Sensitivities of projected CO2 concentrations to model assumptions were assessed as follows. Rh was assumed either to be independent of global warming (Giardina and Ryan, 2000; Jarvis and Linder 2000), or to increase with temperature according to Lloyd and Taylor (1994). CO2 fertilisation was either capped after year 2000 by keeping CO2 at the year 2000 value in the photosynthesis module, or increased asymptotically following Haxeltine and Prentice (1996). (Although apparently unrealistic, capping the CO2 fertilisation in the model is designed to mimic the possibility that other, transient factors such as land management changes might be largely responsible for current terrestrial carbon uptake.) Transport parameters of the ocean model (including gas exchange) were scaled by a factor of 1.5 and 0.5. Average ocean uptake for the 1980s is 2.0 PgC/yr in the reference case, 1.46 PgC/yr for the “slow ocean” and 2.54 PgC/yr for the “fast ocean”, roughly in accord with the range of observational estimates (Table 3.1, Section A “low-CO2” parametrization was obtained by combining the fast ocean and no response of Rh to temperature. A “high-CO2” parametrization was obtained by combining the slow ocean and capping CO2 fertilisation. Climate sensitivity was set at 2.5 °C for a doubling of CO2. Effects of varying climate sensitivity from 1.5°C to 4.5°C are also shown for one case.

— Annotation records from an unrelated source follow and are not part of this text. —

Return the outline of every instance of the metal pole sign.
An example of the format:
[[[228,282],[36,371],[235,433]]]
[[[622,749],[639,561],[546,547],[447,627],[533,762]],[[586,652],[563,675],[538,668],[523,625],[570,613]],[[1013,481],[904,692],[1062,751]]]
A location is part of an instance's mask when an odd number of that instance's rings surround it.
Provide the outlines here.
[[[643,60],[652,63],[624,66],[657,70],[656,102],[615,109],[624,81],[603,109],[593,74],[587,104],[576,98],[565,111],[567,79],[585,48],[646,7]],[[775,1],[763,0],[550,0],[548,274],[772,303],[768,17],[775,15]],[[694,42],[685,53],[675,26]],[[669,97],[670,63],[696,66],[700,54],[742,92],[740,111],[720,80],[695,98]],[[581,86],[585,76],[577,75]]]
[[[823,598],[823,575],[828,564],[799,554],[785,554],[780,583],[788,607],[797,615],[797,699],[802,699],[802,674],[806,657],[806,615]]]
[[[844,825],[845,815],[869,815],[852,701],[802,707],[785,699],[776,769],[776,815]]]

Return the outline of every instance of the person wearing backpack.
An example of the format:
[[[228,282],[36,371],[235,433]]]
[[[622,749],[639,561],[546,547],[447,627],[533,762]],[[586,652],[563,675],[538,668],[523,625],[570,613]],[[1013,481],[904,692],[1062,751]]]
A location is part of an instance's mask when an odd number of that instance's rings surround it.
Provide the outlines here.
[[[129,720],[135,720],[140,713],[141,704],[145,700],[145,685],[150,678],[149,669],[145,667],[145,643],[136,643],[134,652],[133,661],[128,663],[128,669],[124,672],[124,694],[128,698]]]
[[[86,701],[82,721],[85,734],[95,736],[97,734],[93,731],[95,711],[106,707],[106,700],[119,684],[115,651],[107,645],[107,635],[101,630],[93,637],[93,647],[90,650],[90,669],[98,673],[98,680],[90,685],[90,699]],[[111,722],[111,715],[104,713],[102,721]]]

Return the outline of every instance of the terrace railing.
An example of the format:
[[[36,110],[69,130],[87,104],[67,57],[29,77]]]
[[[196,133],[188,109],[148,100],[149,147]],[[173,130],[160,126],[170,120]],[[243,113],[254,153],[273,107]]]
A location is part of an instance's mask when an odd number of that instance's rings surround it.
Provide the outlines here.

The ISAM model was described by Jain et al. (1994) and used in the SAR for CO2-only analyses, with a different set of model parameters from those used here (Jain, 2000). The full configuration of ISAM comprises:

  • A globally aggregated upwelling-diffusion ocean model including the effects of temperature on CO2 solubility and carbonate chemistry (Jain et al., 1995).
  • An energy balance climate model of the type used in the IPCC 1990 assessment (Hoffert et al., 1980; Bretherton et al., 1990). In this model, heat is transported as a tracer in the ocean and shares the same transport parameters as DIC.
  • A six-box globally aggregated terrestrial carbon model including empirical parametrizations of CO2 fertilisation and temperature effects on productivity and respiration (Harvey, 1989; Kheshgi et al., 1996).
  • The radiative forcing of CO2 projected using a SAR model (Harvey et al., 1997) modified with information summarised in Chapter 6. Radiative forcing from agents other than CO2 are identical to that used in the Bern-CC model.

In addition to varying the climate sensitivity (1.5 to 4.5°C), parameters of the terrestrial and ocean components (strength of CO2 fertilisation, temperature response of NPP and heterotrophic respiration; ocean heat and DIC transport) were adjusted to mimic the ranges of CO2 and climate responses as shown by existing process-based models (Figure 3.10). A reference case was defined with climate sensitivity 2.5°C, ocean uptake corresponding to the mean of the ocean model results in Figure 3.10, and terrestrial uptake corresponding to the mean of the responses of the mid-range models LPJ, IBIS and SDGVM (Figure 3.10). A “low CO2” parametrisation was chosen with climate sensitivity 1.5°C, and maximal CO2 uptake by oceans and land; and a “high-CO2” parametrization with climate sensitivity 4.5°C, and minimal CO2 uptake by oceans and land.